Meet the man behind the Lady, Nicola Formichetti

Remember the 16-kilos raw meat dress Lady Gaga donned at the 2010 MTV Video Music Awards?

Of course, you do.

Now, meet the man behind that and the pop superstar’s other ground-breaking fashion moments.

Lady Gaga and Nicola Formichetti at Gaga's Workshop, Barneys New York in 2011. (Getty Images)

Nicola Formichetti, better known as Lady Gaga’s stylist but also the creative director of French fashion house Mugler, was in town (for the first time) this week, naturally for the biggest fashion event of the year in Singapore – the Audi Fashion Festival 2012.

Tickets for the opening Mugler show were sold out in a jiffy, but we did get to sit down for a chat with the 34-year-old star style creative.
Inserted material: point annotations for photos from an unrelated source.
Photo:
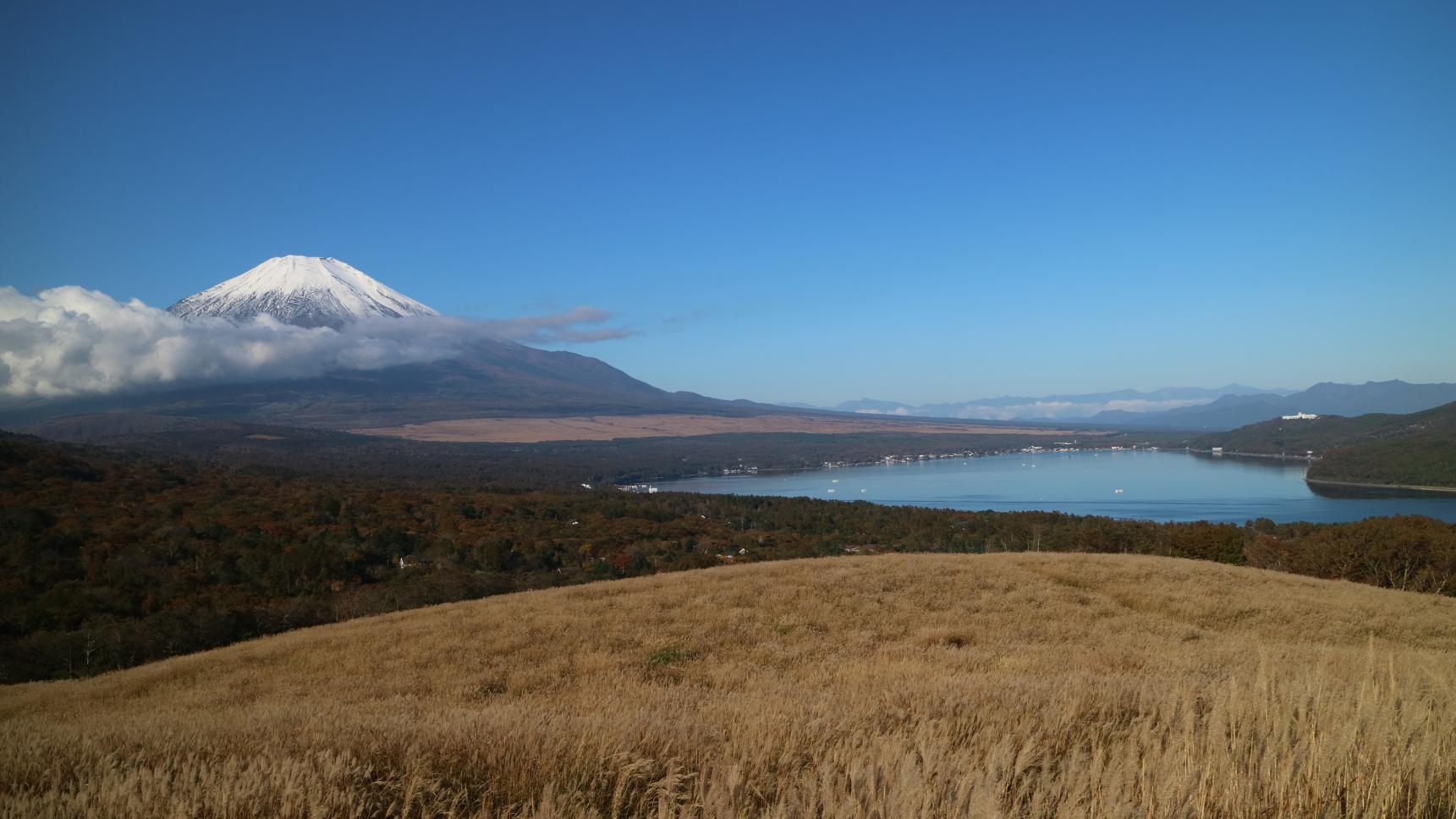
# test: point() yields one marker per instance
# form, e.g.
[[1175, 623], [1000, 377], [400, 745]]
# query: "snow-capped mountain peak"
[[302, 290]]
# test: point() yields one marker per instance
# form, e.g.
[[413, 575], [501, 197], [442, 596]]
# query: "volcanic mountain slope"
[[894, 685], [302, 290], [488, 379]]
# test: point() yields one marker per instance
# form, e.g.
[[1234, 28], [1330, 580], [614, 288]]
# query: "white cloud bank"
[[70, 341]]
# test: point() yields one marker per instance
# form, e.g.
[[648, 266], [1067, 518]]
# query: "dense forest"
[[527, 465], [1415, 449], [115, 558]]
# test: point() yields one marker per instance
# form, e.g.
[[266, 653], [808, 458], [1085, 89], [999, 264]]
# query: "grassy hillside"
[[893, 685], [109, 560], [1415, 449]]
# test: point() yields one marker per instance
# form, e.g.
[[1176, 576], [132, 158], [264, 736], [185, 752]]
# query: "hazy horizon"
[[926, 206]]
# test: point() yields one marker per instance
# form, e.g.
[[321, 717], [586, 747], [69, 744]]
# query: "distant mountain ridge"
[[1415, 449], [1074, 407], [1231, 411], [1179, 407]]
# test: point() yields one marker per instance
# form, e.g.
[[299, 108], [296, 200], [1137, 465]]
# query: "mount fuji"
[[302, 290], [486, 377]]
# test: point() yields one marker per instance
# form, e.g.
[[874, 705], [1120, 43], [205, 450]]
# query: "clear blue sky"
[[787, 201]]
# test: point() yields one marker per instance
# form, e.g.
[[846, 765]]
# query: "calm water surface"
[[1158, 486]]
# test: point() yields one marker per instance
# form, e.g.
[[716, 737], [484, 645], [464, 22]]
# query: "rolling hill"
[[1231, 411], [896, 685], [1417, 449]]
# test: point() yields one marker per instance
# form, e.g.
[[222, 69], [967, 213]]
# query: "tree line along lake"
[[1136, 484]]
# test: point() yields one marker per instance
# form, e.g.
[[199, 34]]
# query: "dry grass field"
[[610, 427], [890, 687]]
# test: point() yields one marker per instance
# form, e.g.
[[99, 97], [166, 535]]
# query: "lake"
[[1157, 486]]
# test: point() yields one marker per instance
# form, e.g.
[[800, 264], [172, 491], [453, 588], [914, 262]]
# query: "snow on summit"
[[302, 290]]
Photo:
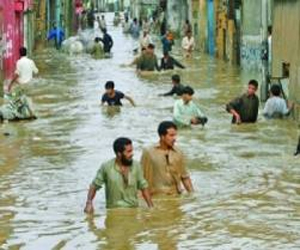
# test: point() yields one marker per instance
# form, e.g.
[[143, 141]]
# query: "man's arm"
[[179, 117], [170, 93], [187, 183], [130, 100], [178, 64], [147, 197], [34, 68], [13, 82], [162, 64], [89, 208], [231, 108]]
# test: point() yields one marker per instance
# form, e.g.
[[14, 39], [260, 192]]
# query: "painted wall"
[[177, 12], [251, 38], [286, 45]]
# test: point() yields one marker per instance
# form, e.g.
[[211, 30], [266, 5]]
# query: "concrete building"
[[177, 12], [286, 46], [14, 27], [60, 12], [143, 8]]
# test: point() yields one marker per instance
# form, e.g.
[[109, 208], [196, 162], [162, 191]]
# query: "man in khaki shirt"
[[164, 165]]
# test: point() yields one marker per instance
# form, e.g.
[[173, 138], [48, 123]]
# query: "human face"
[[110, 92], [186, 98], [170, 138], [127, 156], [251, 90], [150, 51]]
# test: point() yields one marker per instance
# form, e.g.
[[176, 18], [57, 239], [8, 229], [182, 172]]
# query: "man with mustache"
[[122, 178], [164, 165]]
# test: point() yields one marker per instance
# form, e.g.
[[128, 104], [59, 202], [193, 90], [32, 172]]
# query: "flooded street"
[[246, 178]]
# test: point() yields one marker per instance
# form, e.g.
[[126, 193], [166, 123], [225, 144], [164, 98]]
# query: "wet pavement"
[[246, 178]]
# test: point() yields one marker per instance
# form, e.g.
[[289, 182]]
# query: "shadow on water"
[[246, 180]]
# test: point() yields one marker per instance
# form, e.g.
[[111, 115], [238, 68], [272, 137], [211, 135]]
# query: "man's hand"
[[89, 209], [194, 121]]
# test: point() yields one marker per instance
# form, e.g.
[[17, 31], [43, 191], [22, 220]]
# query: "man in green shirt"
[[186, 112], [148, 60], [122, 178], [244, 109], [97, 50]]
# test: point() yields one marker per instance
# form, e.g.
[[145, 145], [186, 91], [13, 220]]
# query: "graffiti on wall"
[[251, 50]]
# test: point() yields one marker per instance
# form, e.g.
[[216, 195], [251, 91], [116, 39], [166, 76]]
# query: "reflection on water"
[[246, 180]]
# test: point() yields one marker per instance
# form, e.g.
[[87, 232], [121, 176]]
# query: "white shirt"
[[275, 105], [188, 43], [25, 70], [145, 41]]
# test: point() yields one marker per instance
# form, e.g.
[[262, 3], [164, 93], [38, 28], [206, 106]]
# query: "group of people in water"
[[162, 168]]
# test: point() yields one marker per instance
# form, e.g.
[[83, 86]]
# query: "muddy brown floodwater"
[[247, 181]]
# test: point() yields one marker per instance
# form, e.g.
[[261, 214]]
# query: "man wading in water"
[[245, 108], [19, 105], [122, 178], [164, 164]]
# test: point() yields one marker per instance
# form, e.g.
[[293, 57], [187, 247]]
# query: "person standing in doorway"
[[20, 104], [188, 44], [56, 34], [107, 43], [102, 23]]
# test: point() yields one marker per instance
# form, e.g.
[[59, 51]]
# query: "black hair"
[[109, 85], [164, 126], [120, 144], [151, 46], [253, 83], [176, 78], [275, 90], [270, 29], [188, 90], [166, 53], [23, 51]]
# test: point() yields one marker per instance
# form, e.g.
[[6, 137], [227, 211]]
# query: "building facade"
[[286, 47], [14, 32]]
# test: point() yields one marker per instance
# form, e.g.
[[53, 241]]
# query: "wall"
[[177, 12], [286, 45], [12, 36], [251, 38]]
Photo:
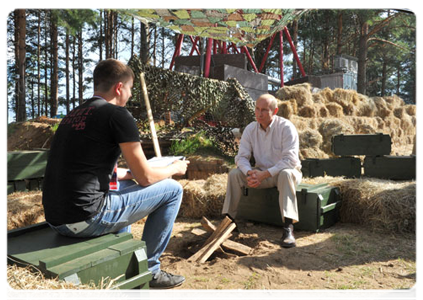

Now also fashion director of Uniqlo and Vogue Hommes Japan, Formichetti practically worked his way up the clothing industry with zero fashion training, unless cleaning windows at a London store in his early twenties counts.

In between his jumping from interview to show rehearsal to interview on his big night, Yahoo! Singapore caught up with the Japanese-Italian designer to ask him about our city, his famous friends Lady Gaga and Rico a.k a Zombie Boy, and his ongoing and upcoming lines.

You only landed in Singapore three days ago but how do you like it here so far?

It’s a shame I have to leave tomorrow but I’m definitely, for sure, coming back. I have a completely different impression of (Singapore, now). I thought Singapore was gonna be very cold and boring, from what I heard, but it’s so exciting. I associate here really well with me because I’m half Asian and half European, it’s like it’s my town. Very modern things and very traditional things all mixed up and it’s super high-tech, lots of green… It feels like it’s a mixture of Tokyo and Beverly Hills!

How do you like working with Singaporeans then?

I met so many cool people. Kids are great, and the tai tais, I love. I love people who love fashion. Sometimes in Europe, people try to be cool. They think it’s not cool to be crazy. People here are interested and for me, it’s very, very fresh because you don’t see that anymore in Europe.

Do you think Singapore has what it takes to become one of the leading fashion capitals?

I think we’re in such interesting time here – lots of companies and supporters of the fashion industry, fashion in general. It’s great, but that’s also why we have to take risks now. If not, it’s just gonna become a city with boring things, which could happen here. But I’ve seen too many cool things, we really have to push it and I wanna be part of it.

We’re sure you get inspired almost every other day. Tell us, what’s on your radar now?
I’m very interested in what’s happening right now. I’m of course interested in the past and the future but I try to live (in) ‘now’. And at the moment, I’m in Asia, all these months. I was in Shanghai, Beijing, Hong Kong, Bali, and Singapore. My collection was about Asia, it’s about me becoming an adult and I feel more confident, I feel proud to be Asian. So anything (related to) Asia, I’m kinda obsessed with at the moment.

I wanna know all about young designers here. I went to shops and it’s pretty good stuff, I just want more people to see it so I’m gonna start tweeting and blogging more about it.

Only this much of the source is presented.